Kouass (قواس) is a settlement in northern Morocco near the town of Asilah. It was occupied in both the Punic and Roman periods and later in the Medieval period, and served as an important port and industrial centre.: A number of structures have been identified at the site, including a Roman aqueduct and ovens for the production of pottery.

== Name ==
The original name of the site is unknown from historical and epigraphic sources. The name 'Kouass' is believed to come from the Arabic term for 'arches' or 'arcades' (أقواس), which may refer to the remains of the Roman aqueduct at the site.

== Location ==
The site is located 25 km from Tangier, on the north bank of the Oued Garifa, known in ancient times as Anides. The estuary likely would have been deeper in Antiquity, allowing for boats to navigate it safely. Kouass is also located along the probable path of a Roman road between Tangier (then Tingis) and Lixus. This location would have connected the site to land and sea routes, and is situated near a natural harbor. The site is located c. 40 kilometres between Tangier and Lixus, which is the estimated distance that Carthaginian boats could travel in a day, making it an efficient place to stop.

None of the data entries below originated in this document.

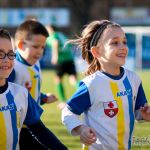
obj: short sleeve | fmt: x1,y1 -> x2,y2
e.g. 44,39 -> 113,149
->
135,84 -> 147,110
24,94 -> 43,125
67,82 -> 91,115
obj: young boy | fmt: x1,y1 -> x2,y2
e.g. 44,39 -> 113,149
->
9,20 -> 62,149
0,29 -> 67,150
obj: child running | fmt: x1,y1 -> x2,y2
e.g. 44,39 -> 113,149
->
62,20 -> 150,150
0,29 -> 67,150
9,20 -> 64,150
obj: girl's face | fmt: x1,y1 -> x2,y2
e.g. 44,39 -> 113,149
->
97,27 -> 128,75
0,38 -> 14,85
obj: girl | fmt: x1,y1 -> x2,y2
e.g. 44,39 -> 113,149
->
62,20 -> 150,150
0,29 -> 67,150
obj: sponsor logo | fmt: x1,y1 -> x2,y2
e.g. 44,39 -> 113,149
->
0,104 -> 15,111
117,89 -> 132,97
103,101 -> 118,118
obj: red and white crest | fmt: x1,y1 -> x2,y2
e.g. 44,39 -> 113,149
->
103,101 -> 118,118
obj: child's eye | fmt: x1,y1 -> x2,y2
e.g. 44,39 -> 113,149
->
111,41 -> 119,45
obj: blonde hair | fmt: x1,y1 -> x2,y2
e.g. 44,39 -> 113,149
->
68,20 -> 120,75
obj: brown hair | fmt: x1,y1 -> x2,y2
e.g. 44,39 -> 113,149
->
15,20 -> 49,40
0,28 -> 11,41
69,20 -> 120,75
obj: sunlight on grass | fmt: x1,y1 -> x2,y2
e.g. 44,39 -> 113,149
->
42,70 -> 150,150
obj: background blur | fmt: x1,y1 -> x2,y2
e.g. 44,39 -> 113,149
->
0,0 -> 150,71
0,0 -> 150,150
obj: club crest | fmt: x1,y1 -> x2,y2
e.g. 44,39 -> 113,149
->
103,101 -> 118,118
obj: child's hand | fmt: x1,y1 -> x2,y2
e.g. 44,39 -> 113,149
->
73,125 -> 97,145
80,126 -> 97,145
140,106 -> 150,121
46,93 -> 58,104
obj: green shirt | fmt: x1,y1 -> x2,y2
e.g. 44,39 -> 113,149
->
46,32 -> 73,64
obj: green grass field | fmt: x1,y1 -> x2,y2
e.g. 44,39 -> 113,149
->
42,70 -> 150,150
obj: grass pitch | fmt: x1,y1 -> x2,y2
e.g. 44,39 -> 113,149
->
42,70 -> 150,150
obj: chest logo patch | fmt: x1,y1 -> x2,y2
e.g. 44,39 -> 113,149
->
103,101 -> 118,118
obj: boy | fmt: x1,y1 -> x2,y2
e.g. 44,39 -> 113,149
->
9,20 -> 61,149
0,29 -> 67,150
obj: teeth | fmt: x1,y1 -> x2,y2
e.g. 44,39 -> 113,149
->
0,66 -> 9,70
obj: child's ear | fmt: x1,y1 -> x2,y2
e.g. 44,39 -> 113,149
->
17,41 -> 23,50
91,46 -> 100,58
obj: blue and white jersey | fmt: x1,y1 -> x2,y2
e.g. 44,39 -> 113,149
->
0,82 -> 43,150
13,56 -> 41,104
62,70 -> 147,150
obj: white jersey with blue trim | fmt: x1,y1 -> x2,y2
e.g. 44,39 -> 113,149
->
62,69 -> 147,150
14,60 -> 42,104
0,82 -> 42,150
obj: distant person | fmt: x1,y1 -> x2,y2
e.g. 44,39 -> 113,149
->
62,20 -> 150,150
0,28 -> 67,150
46,25 -> 77,109
9,20 -> 67,150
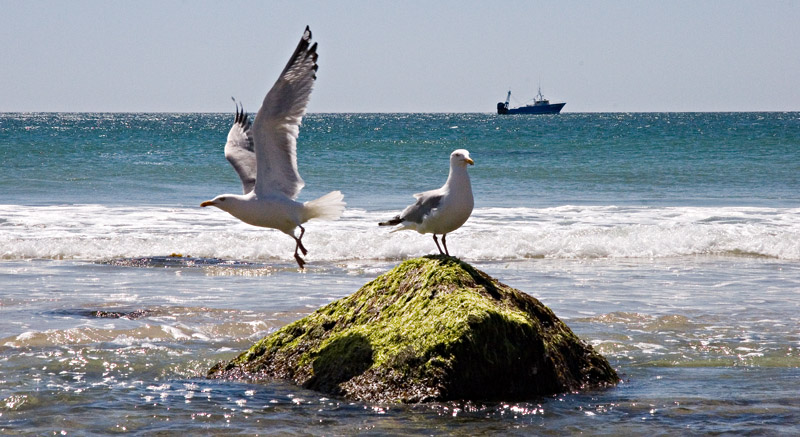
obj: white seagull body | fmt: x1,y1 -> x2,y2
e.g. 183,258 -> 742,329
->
378,149 -> 475,256
200,27 -> 345,269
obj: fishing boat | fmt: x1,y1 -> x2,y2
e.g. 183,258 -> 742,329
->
497,87 -> 567,114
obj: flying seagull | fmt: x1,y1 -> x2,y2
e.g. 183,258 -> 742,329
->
378,149 -> 475,256
200,26 -> 345,269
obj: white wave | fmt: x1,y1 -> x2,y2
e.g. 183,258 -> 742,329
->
0,205 -> 800,263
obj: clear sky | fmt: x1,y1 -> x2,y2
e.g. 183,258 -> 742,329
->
0,0 -> 800,112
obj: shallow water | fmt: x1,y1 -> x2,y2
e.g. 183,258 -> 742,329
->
0,257 -> 800,435
0,113 -> 800,435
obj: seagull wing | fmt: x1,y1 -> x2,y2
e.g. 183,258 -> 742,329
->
253,26 -> 317,199
225,100 -> 256,194
400,190 -> 444,224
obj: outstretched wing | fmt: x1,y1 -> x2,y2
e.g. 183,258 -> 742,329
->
253,26 -> 318,199
225,99 -> 256,194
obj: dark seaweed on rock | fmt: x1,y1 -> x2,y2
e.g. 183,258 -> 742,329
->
208,256 -> 619,403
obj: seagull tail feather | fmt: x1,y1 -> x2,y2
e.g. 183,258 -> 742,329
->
303,191 -> 346,223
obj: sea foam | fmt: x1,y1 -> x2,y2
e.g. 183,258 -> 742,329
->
0,205 -> 800,263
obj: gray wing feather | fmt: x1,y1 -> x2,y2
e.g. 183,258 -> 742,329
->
400,193 -> 444,223
225,99 -> 256,194
253,26 -> 318,199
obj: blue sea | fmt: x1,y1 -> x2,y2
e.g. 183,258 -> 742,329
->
0,112 -> 800,435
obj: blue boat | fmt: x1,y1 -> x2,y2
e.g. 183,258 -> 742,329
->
497,87 -> 567,114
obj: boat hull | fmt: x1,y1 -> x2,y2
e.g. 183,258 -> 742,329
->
497,103 -> 566,114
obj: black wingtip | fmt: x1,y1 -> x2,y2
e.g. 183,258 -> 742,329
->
231,96 -> 247,126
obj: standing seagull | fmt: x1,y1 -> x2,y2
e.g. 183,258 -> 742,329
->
200,26 -> 345,269
378,149 -> 475,256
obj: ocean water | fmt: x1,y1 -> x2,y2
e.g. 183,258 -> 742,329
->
0,113 -> 800,435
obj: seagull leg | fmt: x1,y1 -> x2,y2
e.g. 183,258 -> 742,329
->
294,251 -> 306,270
433,234 -> 447,255
294,226 -> 308,270
294,226 -> 308,255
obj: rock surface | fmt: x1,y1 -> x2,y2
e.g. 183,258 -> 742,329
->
208,256 -> 619,403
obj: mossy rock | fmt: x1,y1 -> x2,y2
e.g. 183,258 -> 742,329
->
208,256 -> 619,403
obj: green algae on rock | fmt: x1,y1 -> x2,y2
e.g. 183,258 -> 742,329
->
208,256 -> 619,403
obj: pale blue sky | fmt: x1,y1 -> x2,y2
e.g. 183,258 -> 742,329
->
0,0 -> 800,112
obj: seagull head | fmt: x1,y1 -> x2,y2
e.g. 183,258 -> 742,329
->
450,149 -> 475,167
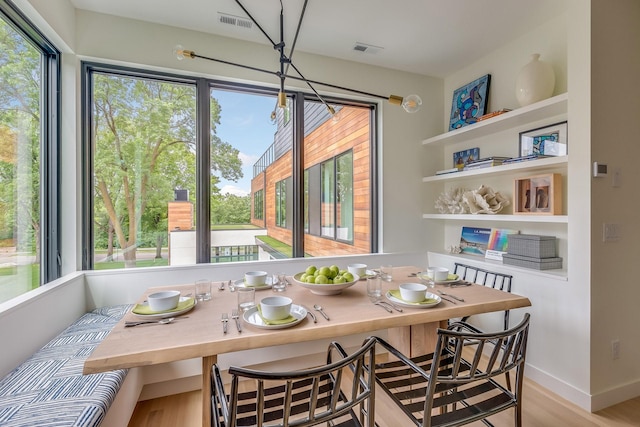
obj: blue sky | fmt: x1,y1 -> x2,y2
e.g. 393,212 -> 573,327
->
213,90 -> 276,196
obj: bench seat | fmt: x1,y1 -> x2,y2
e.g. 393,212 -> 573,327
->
0,305 -> 132,427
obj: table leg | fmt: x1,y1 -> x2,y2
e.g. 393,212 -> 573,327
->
387,320 -> 447,357
202,356 -> 218,427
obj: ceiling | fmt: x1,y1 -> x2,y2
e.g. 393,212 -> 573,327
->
71,0 -> 565,77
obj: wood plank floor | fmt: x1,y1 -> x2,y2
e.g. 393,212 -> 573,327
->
129,380 -> 640,427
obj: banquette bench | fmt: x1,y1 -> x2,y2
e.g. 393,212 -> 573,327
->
0,305 -> 132,427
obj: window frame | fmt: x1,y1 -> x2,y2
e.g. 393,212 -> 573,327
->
0,0 -> 62,285
81,61 -> 378,270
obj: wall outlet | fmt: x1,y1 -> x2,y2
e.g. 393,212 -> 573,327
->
611,340 -> 620,360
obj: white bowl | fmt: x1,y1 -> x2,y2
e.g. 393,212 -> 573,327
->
399,283 -> 427,302
260,297 -> 293,320
244,271 -> 267,286
427,267 -> 449,282
293,272 -> 360,295
347,264 -> 367,277
147,291 -> 180,311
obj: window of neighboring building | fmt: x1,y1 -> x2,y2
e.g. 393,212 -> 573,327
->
0,2 -> 60,302
253,190 -> 264,219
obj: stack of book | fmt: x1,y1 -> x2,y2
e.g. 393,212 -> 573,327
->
464,156 -> 509,171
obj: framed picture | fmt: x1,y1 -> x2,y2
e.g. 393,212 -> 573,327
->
513,173 -> 562,215
449,74 -> 491,130
520,122 -> 567,157
453,147 -> 480,169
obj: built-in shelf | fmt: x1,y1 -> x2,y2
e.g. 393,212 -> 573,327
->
422,156 -> 569,182
429,251 -> 569,281
422,93 -> 569,146
422,214 -> 569,224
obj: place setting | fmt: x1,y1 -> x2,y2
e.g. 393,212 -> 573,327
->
125,290 -> 197,326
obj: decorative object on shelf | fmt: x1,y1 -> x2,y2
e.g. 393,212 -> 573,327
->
464,156 -> 510,171
435,188 -> 469,214
520,122 -> 568,156
453,147 -> 480,169
513,173 -> 562,215
484,228 -> 520,261
449,74 -> 491,130
462,185 -> 510,214
460,227 -> 491,256
173,0 -> 422,118
478,108 -> 511,122
449,245 -> 462,254
516,53 -> 556,107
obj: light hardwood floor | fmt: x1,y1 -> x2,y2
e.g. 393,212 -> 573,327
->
129,380 -> 640,427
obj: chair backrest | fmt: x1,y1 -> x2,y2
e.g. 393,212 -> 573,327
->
453,262 -> 513,329
424,313 -> 529,425
212,337 -> 376,427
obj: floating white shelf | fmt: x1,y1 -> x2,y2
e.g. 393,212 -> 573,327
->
422,93 -> 569,146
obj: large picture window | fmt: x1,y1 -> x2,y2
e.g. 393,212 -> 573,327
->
83,63 -> 376,268
0,2 -> 60,302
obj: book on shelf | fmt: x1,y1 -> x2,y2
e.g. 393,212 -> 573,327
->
464,156 -> 509,171
436,168 -> 462,175
502,154 -> 553,164
478,108 -> 511,121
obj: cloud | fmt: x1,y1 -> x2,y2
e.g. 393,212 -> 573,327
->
220,185 -> 249,197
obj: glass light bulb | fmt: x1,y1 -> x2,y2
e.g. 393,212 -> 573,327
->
173,44 -> 184,61
402,95 -> 422,113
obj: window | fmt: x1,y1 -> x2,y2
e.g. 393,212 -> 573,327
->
253,190 -> 264,219
0,2 -> 60,302
82,62 -> 376,269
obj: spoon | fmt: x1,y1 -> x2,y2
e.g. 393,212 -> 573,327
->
313,304 -> 329,320
124,317 -> 176,328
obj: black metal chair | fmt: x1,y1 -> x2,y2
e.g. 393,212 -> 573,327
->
375,314 -> 529,427
453,262 -> 513,329
211,337 -> 376,427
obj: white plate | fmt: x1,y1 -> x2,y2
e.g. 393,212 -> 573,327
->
293,273 -> 360,295
131,297 -> 198,319
416,271 -> 460,285
242,304 -> 307,329
234,276 -> 273,291
384,291 -> 442,308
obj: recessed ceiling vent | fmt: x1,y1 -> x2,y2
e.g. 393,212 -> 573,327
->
353,42 -> 384,55
218,12 -> 253,30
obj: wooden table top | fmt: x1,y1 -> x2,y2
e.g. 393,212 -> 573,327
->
84,267 -> 531,374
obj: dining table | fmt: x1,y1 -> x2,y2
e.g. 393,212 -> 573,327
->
83,266 -> 531,426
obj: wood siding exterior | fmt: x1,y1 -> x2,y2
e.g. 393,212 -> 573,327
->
251,107 -> 371,256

Kouass is also 8 kilometres from the Roman site of Zilil at Dchar Jdid.

== History ==
Some authors have argued that the site can be identified with the gulf of Kotes mentioned in Scylax's peripulus.

Archaeologists have proposed a chronology of five phases of occupation based on excavation evidence

- Islamic reoccupation period: 12th-15th centuries CE
- Recent mauretanian period: 1st century BCE
- Middle mauretanian period: 3rd-2nd centuries BCE
- Ancient mauretanian period: 5th-4th centuries BCE
- Archaic mauretanian period: before the 5th century BCE

== Archaeology ==
Excavations were first carried out at Kouass by Michel Ponsich in the 1960s. Further excavations have been undertaken in the 2010s by a team led by Virginie Bridoux and Mohamed Kbiri Alaoui.

=== Conclusions of archaeological work and structures of note ===
Geophysical mapping has shown the site to be at least 2 hectares in size, with a number of structures and different areas.

Ponsich identified four fish-salting plants in his work that he dated between the 1st-3rd centuries CE. These were no longer visible when work was undertaken in the 2010s although geomagnetic surveys identified a plausible location.

Ponsich also identified a pre-roman 'camp' structure at the site, which he determined had existed at least in the . Geomagnetic survey identified another wall, which if part of the same structure originally noted by Ponsich would make it a rectangular structure measuring nearly 60 metres East-West.

Ruins of an aqueduct with at least 81 arches were visible in the 1960s, connecting a water source near the 'camp' to the coast. The aqueduct has largely been covered by modern buildings in the decades following.

Geophysical survey and excavation carried out in the 2010s revealed a paved courtyard (with sides of approximately 6 meters) at the site that surrounds a square structure. This has been interpreted as possible evidence that there was a monumental religious site at Kouass as early as the 4th century BCE.

=== Ceramics ===
The site lends its name to a ceramic type known as 'Kouass-ware'.